India and Pakistan have fought three full-blown wars – in 1965, 1971 and 1998. Two of them were over the ownership of Kashmir, which the two sides claim in its entirety. The region has grappled with a separatist insurgency that has killed at least 70,000 people since the late 1980s.

Kapoor said the Pakistani Army had made factually incorrect statements on Wednesday that it had shot down two Indian fighter jets.

“We lost only one MiG-21 that was hit after it destroyed one of Pakistan’s F-16 that had entered into Indian airspace,” he said.

India earlier claimed that “a very large number” of militants were killed when its fighter jets demolished a JeM training camp on Tuesday. Pakistan said the Indian operation was a failure that did not kill anyone.

‘A great gesture’

Observers saw the captured pilot’s expected release as a move that could possibly ease tensions with India.

“The decision to hand over Wing Commander Abhinandan is a great gesture and shouldn’t be seen in isolation. It also comes at a time when Pakistan could’ve chosen to further escalate an already tensed situation.
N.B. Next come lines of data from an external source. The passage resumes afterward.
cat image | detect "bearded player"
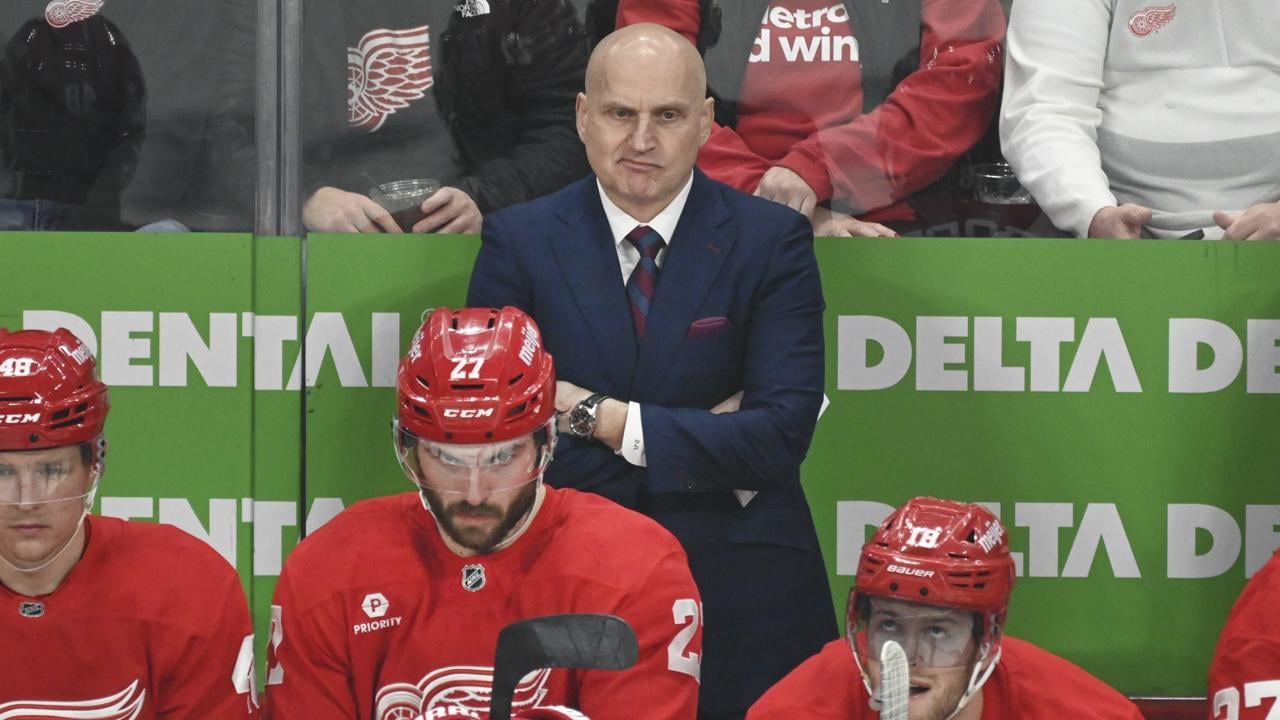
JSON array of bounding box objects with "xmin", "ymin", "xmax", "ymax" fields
[
  {"xmin": 1207, "ymin": 545, "xmax": 1280, "ymax": 720},
  {"xmin": 747, "ymin": 497, "xmax": 1143, "ymax": 720},
  {"xmin": 0, "ymin": 328, "xmax": 258, "ymax": 716},
  {"xmin": 264, "ymin": 306, "xmax": 701, "ymax": 719}
]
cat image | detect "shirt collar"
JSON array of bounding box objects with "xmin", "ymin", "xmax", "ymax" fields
[{"xmin": 597, "ymin": 172, "xmax": 694, "ymax": 249}]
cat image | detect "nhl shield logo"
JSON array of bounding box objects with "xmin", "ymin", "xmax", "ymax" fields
[
  {"xmin": 19, "ymin": 601, "xmax": 44, "ymax": 618},
  {"xmin": 461, "ymin": 564, "xmax": 486, "ymax": 592}
]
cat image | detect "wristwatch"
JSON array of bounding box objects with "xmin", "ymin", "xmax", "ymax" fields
[{"xmin": 567, "ymin": 393, "xmax": 609, "ymax": 440}]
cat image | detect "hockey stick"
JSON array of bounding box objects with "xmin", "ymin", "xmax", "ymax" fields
[
  {"xmin": 874, "ymin": 640, "xmax": 910, "ymax": 720},
  {"xmin": 489, "ymin": 613, "xmax": 639, "ymax": 720}
]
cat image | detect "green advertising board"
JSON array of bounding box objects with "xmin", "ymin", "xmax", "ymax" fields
[{"xmin": 2, "ymin": 231, "xmax": 1277, "ymax": 698}]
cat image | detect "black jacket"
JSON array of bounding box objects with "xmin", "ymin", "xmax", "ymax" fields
[{"xmin": 303, "ymin": 0, "xmax": 590, "ymax": 214}]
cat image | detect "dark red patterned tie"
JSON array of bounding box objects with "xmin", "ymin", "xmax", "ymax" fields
[{"xmin": 625, "ymin": 225, "xmax": 666, "ymax": 337}]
I see it as a mark of reconciliation,” Indian Kashmir’s former Chief Minister Mehbooba Mufti said on Twitter.

“Our leadership should reciprocate,” she tweeted.

However, defense analysts said that India should continue to maintain pressure on Pakistan to uproot terrorism from its soil.

“India will only show willingness to engage in talks with Pakistan if Islamabad acts against militants who are operating in Pakistan,” retired Maj. Gen. Ravi Arora told BenarNews.

Kuldeep Khoda, Indian Kashmir’s former chief of police, agreed.

“The announcement of the release [of the Indian pilot] is indeed a good gesture but will not satisfy India, which wants Pakistan to dismantle terror infrastructure,” Khoda told BenarNews. “But it may temporarily defuse tension between the two sides.”

Mohammad Amin Pirzada in Srinagar, India contributed to this report.

CORRECTION: An earlier version incorrectly reported that India and Pakistan fought a war in 1975 and that at least 46 troops were killed in the Feb. 14 car-bombing.